Using Numpy

Numpy is mainly used for performing calculations and it is based on the use of arrays (somewhat like matrices and tensors) to store data.

Installation

Conda

conda install numpy

Pip

pip install numpy

Documentation

Documentation for numpy can be found here.

Importing

import numpy as np

Creating arrays

Numpy arrays can be created from Python lists:

arr = np.array([1, 2, 3])

a_list = [1, 2, 3]
arr = np.array(a_list)

However, Numpy has several functions for creating arrays which you will use quite often. The idea is to create an array, then perform manipulations on it as you wish.

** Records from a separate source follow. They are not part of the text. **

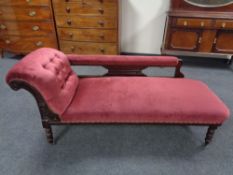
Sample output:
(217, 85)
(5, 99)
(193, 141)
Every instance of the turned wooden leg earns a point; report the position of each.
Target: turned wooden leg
(1, 53)
(49, 133)
(210, 134)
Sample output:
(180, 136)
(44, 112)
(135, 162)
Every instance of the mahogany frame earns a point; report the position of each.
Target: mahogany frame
(49, 118)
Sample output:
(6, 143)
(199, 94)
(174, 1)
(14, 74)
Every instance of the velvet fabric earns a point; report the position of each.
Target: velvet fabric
(122, 60)
(145, 100)
(48, 71)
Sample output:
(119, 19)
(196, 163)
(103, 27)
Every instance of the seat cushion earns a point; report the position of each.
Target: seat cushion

You can create an array containing only zeros (more useful than you might think):

# Create a one dimensional array of zeros
X = np.zeros((2,))
# Create a two dimensional array of zeros
X2 = np.zeros((2,10))
# and 3 dimensional...
X3 = np.zeros((2,10,3))

You can also do the same thing for arrays containing ones:

# Create a one dimensional array of ones
X = np.ones((2,))
# Create a two dimensional array of ones
X2 = np.ones((2,10))
# and 3 dimensional...
X3 = np.ones((2,10,3))

If you would like a sequence of numbers, there are two ways to do so, both of the functions below create one-dimensional arrays containing sequences of numbers from 0-100 in steps of one. Note how they specify the construction in different ways:

Y_1 = np.linspace(0, 100, num=100)
Y_2 = np.arange(0, 100, 1)

There is much more. More array creation routines can be found in the documentation.

Inspection

You can print numpy arrays, and if the array is small, that's fine...

A = np.array([1, 2, 3])
print(A)

But if the array is large, it is hard to look at!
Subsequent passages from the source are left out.